Bally’s Intralot Eyes Evoke Deal Amid Growth
Bally’s Intralot’s latest full-year results highlight a business that is shifting direction, with a stronger focus on direct-to-consumer operations following its merger in October 2025.
The group reported revenue of €518 million for the year, up from €384.3 million previously, while adjusted EBITDA increased to €183.5 million. Beyond the headline figures, a key development is the growing contribution from consumer-facing activities, which now account for nearly half of total revenue, compared to less than a quarter a year earlier.
Strategic Shift Toward B2C
This change reflects a broader move away from a purely B2B model, as the company positions itself closer to end users rather than operating solely as a backend provider. The transition signals an effort to build a more visible presence in the global gambling market.
At the same time, Bally’s Intralot has confirmed it is in discussions regarding a potential acquisition of evoke, the operator behind brands including William Hill, 888 and Mr Green.

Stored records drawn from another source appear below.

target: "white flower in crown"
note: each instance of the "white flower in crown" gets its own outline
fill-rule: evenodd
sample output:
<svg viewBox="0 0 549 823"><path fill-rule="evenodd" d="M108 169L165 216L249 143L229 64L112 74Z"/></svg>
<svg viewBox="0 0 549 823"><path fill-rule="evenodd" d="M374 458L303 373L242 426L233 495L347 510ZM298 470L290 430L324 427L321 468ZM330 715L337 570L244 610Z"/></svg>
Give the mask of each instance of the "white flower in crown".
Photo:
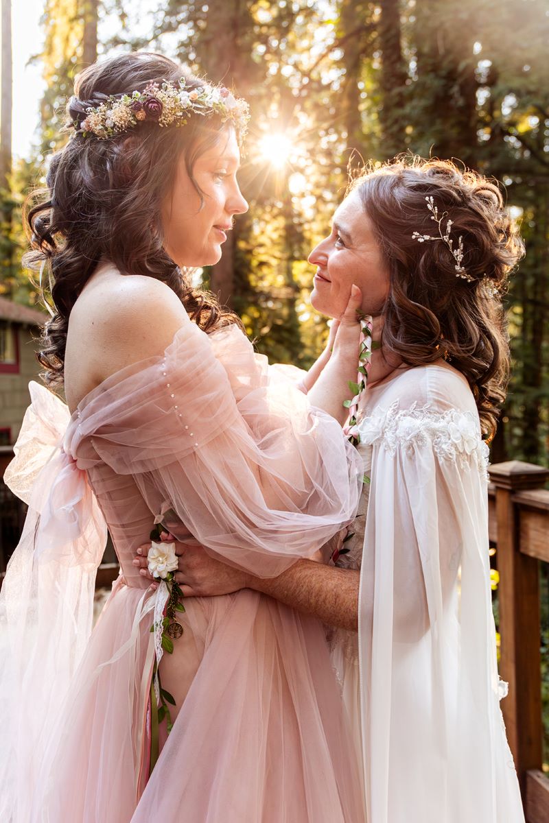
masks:
<svg viewBox="0 0 549 823"><path fill-rule="evenodd" d="M173 542L156 543L153 541L151 543L147 559L148 569L152 576L160 577L165 580L170 571L175 571L177 569L175 544Z"/></svg>
<svg viewBox="0 0 549 823"><path fill-rule="evenodd" d="M465 415L456 414L449 422L448 433L458 451L472 454L478 444L478 434L474 423Z"/></svg>

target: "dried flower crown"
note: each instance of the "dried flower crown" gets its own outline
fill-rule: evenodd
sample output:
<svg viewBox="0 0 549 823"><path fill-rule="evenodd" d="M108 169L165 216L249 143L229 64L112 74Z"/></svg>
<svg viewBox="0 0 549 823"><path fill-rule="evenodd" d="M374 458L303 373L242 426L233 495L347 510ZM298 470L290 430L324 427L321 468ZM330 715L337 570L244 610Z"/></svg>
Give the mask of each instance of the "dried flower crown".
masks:
<svg viewBox="0 0 549 823"><path fill-rule="evenodd" d="M463 238L459 235L458 238L457 248L454 248L454 240L450 237L450 231L452 226L454 226L454 221L448 217L448 212L444 212L442 216L439 217L438 207L435 205L435 198L432 196L427 196L426 198L427 202L427 208L431 212L430 219L434 220L439 227L439 236L431 237L430 235L422 235L419 231L414 231L412 234L412 238L417 240L418 243L425 243L426 240L442 240L446 244L450 252L452 253L452 257L455 261L455 266L454 267L456 271L456 277L461 277L463 280L467 280L468 283L472 283L473 281L477 280L477 277L473 277L472 275L468 274L467 271L462 266L462 261L463 259ZM446 220L446 228L443 231L442 221Z"/></svg>
<svg viewBox="0 0 549 823"><path fill-rule="evenodd" d="M244 139L249 107L223 86L204 84L195 89L185 87L185 79L178 83L164 81L150 83L143 91L111 95L96 106L86 106L83 119L72 125L84 137L106 140L135 128L139 123L157 123L161 127L185 126L194 114L218 114L223 123L230 121L239 141Z"/></svg>

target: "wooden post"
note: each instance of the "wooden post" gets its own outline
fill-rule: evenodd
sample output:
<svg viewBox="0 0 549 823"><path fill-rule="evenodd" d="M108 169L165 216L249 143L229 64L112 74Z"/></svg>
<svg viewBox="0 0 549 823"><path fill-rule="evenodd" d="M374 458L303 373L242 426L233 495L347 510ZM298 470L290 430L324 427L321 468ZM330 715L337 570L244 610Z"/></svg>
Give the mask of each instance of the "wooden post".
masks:
<svg viewBox="0 0 549 823"><path fill-rule="evenodd" d="M500 668L509 682L501 709L524 797L526 772L541 769L542 760L539 579L538 560L520 552L519 511L513 495L542 486L549 471L511 460L491 467L490 479L495 486Z"/></svg>

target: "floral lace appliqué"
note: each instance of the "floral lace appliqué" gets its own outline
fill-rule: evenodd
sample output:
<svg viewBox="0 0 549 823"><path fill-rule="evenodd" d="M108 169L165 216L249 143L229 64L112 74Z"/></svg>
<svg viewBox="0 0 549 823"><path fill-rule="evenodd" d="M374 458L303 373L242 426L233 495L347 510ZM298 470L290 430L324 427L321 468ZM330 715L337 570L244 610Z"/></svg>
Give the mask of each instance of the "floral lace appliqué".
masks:
<svg viewBox="0 0 549 823"><path fill-rule="evenodd" d="M432 444L442 460L458 463L463 467L476 458L487 478L488 447L482 439L478 419L471 412L449 409L435 412L427 403L399 409L396 401L386 410L379 409L364 417L360 424L361 444L381 444L392 454L398 447L413 452L418 446Z"/></svg>

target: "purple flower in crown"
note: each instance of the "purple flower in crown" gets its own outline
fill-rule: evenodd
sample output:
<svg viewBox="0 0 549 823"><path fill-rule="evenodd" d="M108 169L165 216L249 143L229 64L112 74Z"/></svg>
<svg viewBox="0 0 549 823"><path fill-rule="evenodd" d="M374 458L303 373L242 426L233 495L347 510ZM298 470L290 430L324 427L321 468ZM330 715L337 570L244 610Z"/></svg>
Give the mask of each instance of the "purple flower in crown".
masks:
<svg viewBox="0 0 549 823"><path fill-rule="evenodd" d="M159 120L162 114L162 104L157 97L149 97L143 103L143 111L151 120Z"/></svg>

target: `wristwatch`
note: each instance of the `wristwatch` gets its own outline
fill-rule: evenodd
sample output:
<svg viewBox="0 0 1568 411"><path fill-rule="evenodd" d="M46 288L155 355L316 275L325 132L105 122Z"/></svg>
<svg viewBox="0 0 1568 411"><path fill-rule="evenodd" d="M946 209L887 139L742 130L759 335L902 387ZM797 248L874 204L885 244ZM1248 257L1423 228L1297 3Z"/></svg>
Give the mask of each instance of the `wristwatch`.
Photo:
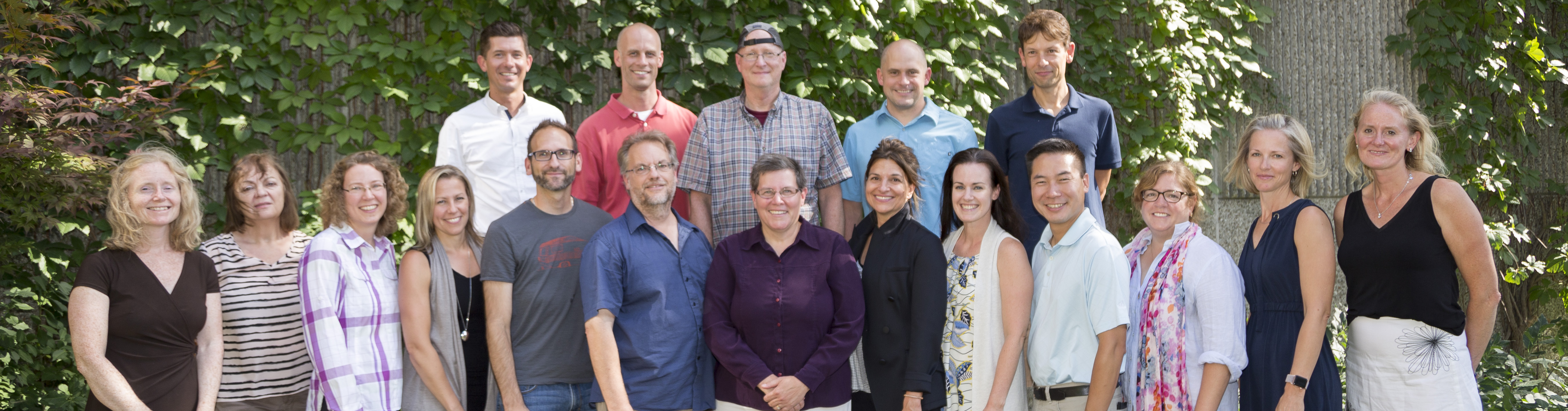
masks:
<svg viewBox="0 0 1568 411"><path fill-rule="evenodd" d="M1306 383L1308 383L1306 376L1300 376L1300 375L1294 375L1294 373L1292 375L1286 375L1284 381L1289 383L1289 384L1295 384L1295 386L1298 386L1301 389L1306 389Z"/></svg>

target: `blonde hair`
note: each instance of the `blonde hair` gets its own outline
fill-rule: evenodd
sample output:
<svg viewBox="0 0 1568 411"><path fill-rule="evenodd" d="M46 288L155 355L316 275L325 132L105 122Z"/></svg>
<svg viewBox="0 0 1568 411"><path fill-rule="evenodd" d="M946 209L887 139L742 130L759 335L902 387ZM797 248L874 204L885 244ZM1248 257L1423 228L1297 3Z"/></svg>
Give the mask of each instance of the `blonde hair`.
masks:
<svg viewBox="0 0 1568 411"><path fill-rule="evenodd" d="M1176 174L1176 185L1182 191L1187 191L1187 198L1192 199L1192 216L1187 221L1198 224L1203 221L1203 187L1198 187L1198 176L1192 173L1179 158L1159 160L1143 165L1143 174L1138 176L1138 184L1132 187L1132 201L1143 209L1143 190L1152 190L1154 184L1160 180L1160 176ZM1154 199L1165 201L1165 199Z"/></svg>
<svg viewBox="0 0 1568 411"><path fill-rule="evenodd" d="M1306 188L1312 187L1312 180L1322 179L1323 173L1317 169L1317 155L1312 154L1312 136L1306 133L1306 127L1300 121L1286 115L1267 115L1254 118L1247 124L1247 130L1242 132L1242 138L1236 143L1236 158L1231 158L1225 180L1258 195L1258 187L1253 185L1251 173L1247 169L1247 154L1251 152L1253 135L1262 130L1276 130L1286 136L1290 146L1290 157L1295 157L1292 162L1301 166L1300 171L1290 171L1290 193L1306 196Z"/></svg>
<svg viewBox="0 0 1568 411"><path fill-rule="evenodd" d="M143 231L146 221L130 204L130 174L146 165L163 165L174 174L174 185L180 190L180 210L169 223L169 248L180 253L196 249L201 243L201 196L196 185L185 171L185 162L174 155L174 151L155 143L141 144L133 154L119 162L110 171L108 188L108 240L103 246L110 249L136 249L144 246L147 234Z"/></svg>
<svg viewBox="0 0 1568 411"><path fill-rule="evenodd" d="M447 165L433 166L419 179L419 193L414 198L414 248L430 254L430 243L436 240L436 184L442 179L463 182L463 193L469 196L469 220L463 226L463 234L483 246L485 237L480 237L478 231L474 229L474 185L469 184L467 176L463 176L463 171Z"/></svg>
<svg viewBox="0 0 1568 411"><path fill-rule="evenodd" d="M1356 132L1361 130L1361 115L1367 111L1367 107L1374 104L1383 104L1399 110L1399 115L1405 118L1405 129L1413 133L1421 133L1421 141L1416 143L1416 149L1405 152L1405 166L1414 171L1427 174L1447 174L1449 168L1443 165L1443 157L1438 152L1438 135L1432 132L1432 119L1421 113L1405 94L1399 94L1385 88L1367 89L1361 94L1361 108L1356 115L1350 118L1350 135L1345 136L1345 171L1350 176L1361 177L1370 176L1372 169L1361 163L1361 151L1356 147Z"/></svg>
<svg viewBox="0 0 1568 411"><path fill-rule="evenodd" d="M343 177L350 168L358 165L368 165L381 171L381 180L387 185L387 210L381 215L381 221L376 223L375 235L392 235L397 232L397 221L403 220L403 213L408 212L408 182L403 182L403 173L398 173L397 163L392 158L373 151L350 154L339 158L337 165L332 165L332 174L321 180L321 206L318 207L321 224L328 227L348 224L348 210L345 210L348 199L343 198Z"/></svg>

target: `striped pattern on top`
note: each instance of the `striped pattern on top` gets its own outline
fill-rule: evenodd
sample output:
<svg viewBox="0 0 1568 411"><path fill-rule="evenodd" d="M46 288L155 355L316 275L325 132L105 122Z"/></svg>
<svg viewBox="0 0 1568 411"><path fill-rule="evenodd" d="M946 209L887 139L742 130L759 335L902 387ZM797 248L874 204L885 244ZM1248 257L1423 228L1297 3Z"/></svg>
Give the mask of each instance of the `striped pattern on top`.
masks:
<svg viewBox="0 0 1568 411"><path fill-rule="evenodd" d="M293 245L274 265L246 256L234 235L201 245L218 267L223 295L223 383L218 402L287 395L310 387L310 356L299 315L299 256L310 237L292 232Z"/></svg>

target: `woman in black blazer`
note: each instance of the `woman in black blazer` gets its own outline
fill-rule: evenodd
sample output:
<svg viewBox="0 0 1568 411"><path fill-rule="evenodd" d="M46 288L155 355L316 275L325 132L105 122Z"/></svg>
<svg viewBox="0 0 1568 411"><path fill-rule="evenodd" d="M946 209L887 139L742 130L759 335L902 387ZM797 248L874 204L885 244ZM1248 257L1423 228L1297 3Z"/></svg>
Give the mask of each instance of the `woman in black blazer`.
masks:
<svg viewBox="0 0 1568 411"><path fill-rule="evenodd" d="M866 202L875 212L855 226L850 249L862 267L862 375L870 394L855 392L851 408L942 408L947 405L941 364L947 264L942 240L909 218L908 206L919 201L920 165L914 152L894 138L883 140L869 163Z"/></svg>

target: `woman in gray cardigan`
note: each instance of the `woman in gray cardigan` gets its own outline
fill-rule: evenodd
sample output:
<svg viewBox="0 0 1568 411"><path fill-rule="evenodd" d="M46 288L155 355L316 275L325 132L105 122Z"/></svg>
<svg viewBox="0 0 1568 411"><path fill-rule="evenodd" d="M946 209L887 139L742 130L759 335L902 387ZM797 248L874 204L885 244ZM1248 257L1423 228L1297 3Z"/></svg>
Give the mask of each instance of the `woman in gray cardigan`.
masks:
<svg viewBox="0 0 1568 411"><path fill-rule="evenodd" d="M436 166L419 180L416 246L398 267L403 320L403 409L495 409L485 350L485 292L474 231L474 188L463 171Z"/></svg>

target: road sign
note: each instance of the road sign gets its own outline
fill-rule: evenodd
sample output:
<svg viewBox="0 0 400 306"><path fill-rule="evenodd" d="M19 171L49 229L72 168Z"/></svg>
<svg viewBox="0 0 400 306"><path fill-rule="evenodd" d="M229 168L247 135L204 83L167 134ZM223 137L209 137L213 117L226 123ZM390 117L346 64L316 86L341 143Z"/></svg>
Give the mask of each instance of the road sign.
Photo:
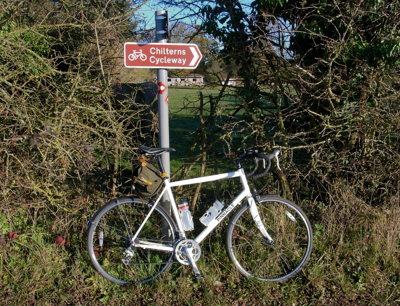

Potential Expansion Opportunity
A deal with evoke would significantly expand Bally’s Intralot’s footprint, adding established brands and strengthening its presence in the UK and European markets. Combined with its existing capabilities, the acquisition could create a larger, more diversified operator.
However, the opportunity also comes with considerable challenges.
Financial Considerations
Both companies carry substantial debt. Bally’s Intralot reported adjusted net debt of around €1.5 billion at the end of 2025, while evoke holds approximately £1.8 billion. A combined entity would therefore face a significant financial burden, likely requiring restructuring measures or refinancing to manage effectively.
Evoke has already taken steps to address its position, including plans to close around 200 retail locations and streamline its operations. Similar cost-control measures could form part of any integration strategy.
Operational Complexity
Beyond financial considerations, combining the two businesses would introduce additional complexity. The merged group would operate across multiple jurisdictions, each with distinct regulatory frameworks, while also managing a portfolio of established brands.
Aligning operations, governance structures and market strategies across different regions could present further challenges.
Market Context
The timing of the potential expansion is also notable. The gambling sector, particularly in the UK, is facing tighter regulation and increasing tax pressures, which may impact profitability and growth prospects.
Despite these headwinds, Bally’s Intralot appears focused on scaling its operations and strengthening its competitive position within the industry.
Outlook
The company’s recent results indicate positive momentum, particularly in its shift toward consumer-driven revenue. However, the outcome of the evoke discussions could prove decisive in shaping its future direction.
If the acquisition proceeds, Bally’s Intralot will need to balance expansion ambitions with financial discipline, as it navigates a more complex and competitive operating environment.